Est-ce que les contrats de travail peuvent être conclus sous forme informatisée?

Le Code du travail prévoit que le contrat de travail doit être établi par écrit et signé en double exemplaire, dont un original est remis à l’employeur et un original au salarié.

Le contrat de travail peut être établi sous forme papier, mais également sous forme informatisée ou électronique.

En effet, l’article 1322-1 du Code civil prévoit que la signature d’un acte sous seing privé peut être manuscrite ou électronique.

L’article 1325 du même Code, qui indique que les actes sous seing privés doivent être établis en autant d’originaux qu’il y a de parties, prévoit également une exception en ce qui concerne les actes sous seing privé qui sont revêtus d’une signature électronique.

Il en résulte, que tous les actes sous seing privés peuvent être conclus soit par signature manuscrite, soit par signature électronique à condition de respecter les dispositions relatives à la loi modifiée du 14 août 2000 relative au commerce électronique.

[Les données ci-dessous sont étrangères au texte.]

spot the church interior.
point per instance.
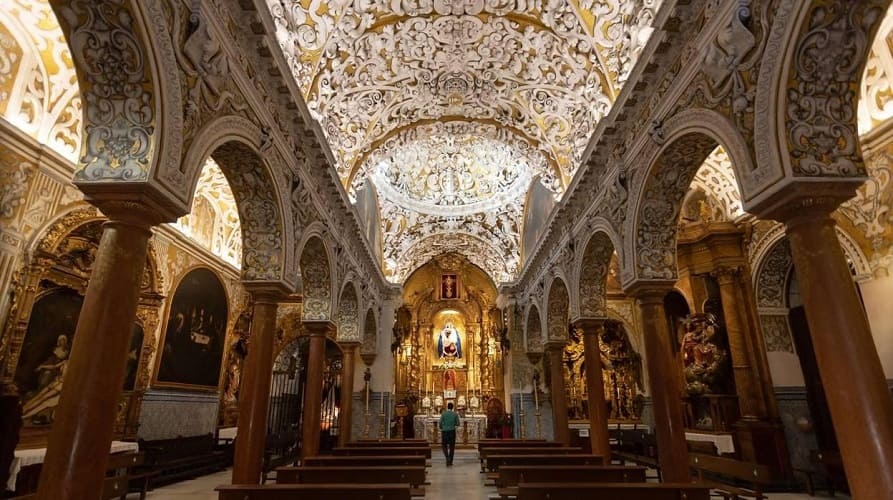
(642, 248)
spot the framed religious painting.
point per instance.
(449, 286)
(195, 333)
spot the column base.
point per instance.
(763, 442)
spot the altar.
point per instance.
(471, 428)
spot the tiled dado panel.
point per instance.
(168, 413)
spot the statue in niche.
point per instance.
(702, 355)
(50, 374)
(449, 345)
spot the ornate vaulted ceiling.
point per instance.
(453, 108)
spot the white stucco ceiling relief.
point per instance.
(453, 108)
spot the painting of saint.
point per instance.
(195, 333)
(449, 286)
(449, 345)
(45, 352)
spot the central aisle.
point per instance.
(462, 481)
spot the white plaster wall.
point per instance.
(877, 295)
(785, 369)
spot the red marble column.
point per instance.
(347, 375)
(666, 389)
(595, 386)
(857, 392)
(81, 435)
(555, 351)
(254, 393)
(316, 361)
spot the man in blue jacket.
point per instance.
(449, 421)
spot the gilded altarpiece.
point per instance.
(448, 343)
(37, 339)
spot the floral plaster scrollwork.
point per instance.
(116, 85)
(667, 183)
(776, 333)
(558, 311)
(820, 117)
(316, 280)
(772, 276)
(534, 331)
(259, 212)
(368, 349)
(348, 315)
(38, 85)
(594, 276)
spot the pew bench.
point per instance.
(511, 475)
(370, 460)
(313, 492)
(172, 460)
(414, 476)
(612, 491)
(486, 449)
(756, 476)
(636, 446)
(494, 462)
(388, 450)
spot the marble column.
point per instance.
(742, 371)
(855, 386)
(555, 351)
(666, 389)
(347, 375)
(81, 434)
(595, 386)
(316, 362)
(254, 392)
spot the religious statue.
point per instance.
(703, 355)
(449, 345)
(50, 373)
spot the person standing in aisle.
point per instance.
(449, 422)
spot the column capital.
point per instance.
(799, 199)
(590, 325)
(266, 292)
(726, 274)
(132, 204)
(323, 328)
(350, 345)
(649, 292)
(554, 345)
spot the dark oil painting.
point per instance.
(196, 331)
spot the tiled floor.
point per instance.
(461, 481)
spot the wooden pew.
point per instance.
(756, 475)
(388, 442)
(391, 460)
(387, 450)
(494, 462)
(414, 476)
(484, 452)
(313, 491)
(510, 476)
(612, 491)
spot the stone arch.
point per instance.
(690, 138)
(558, 310)
(534, 330)
(594, 266)
(123, 55)
(234, 143)
(348, 314)
(800, 99)
(316, 280)
(369, 347)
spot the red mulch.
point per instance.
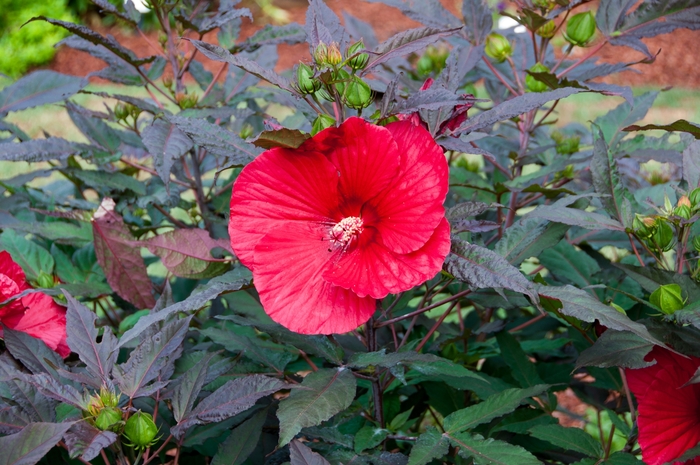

Cependant, considérant les limitations inhérentes aux signatures électroniques, susceptibles de créer des problèmes de preuve potentiels, il est conseillé à l'employeur d'envoyer une copie de ce contrat de travail signé de manière électronique au salarié par voie postale et d'en garder une copie.

A noter qu’en ce qui concerne les autres documents qui sont établis unilatéralement par l’employeur, tels que les fiches de paie, le certificat de travail, etc., le problème du double exemplaire en original ne se pose pas.

Ainsi, l’employeur peut les établir électroniquement et le cas échéant les revêtir d’une signature électronique.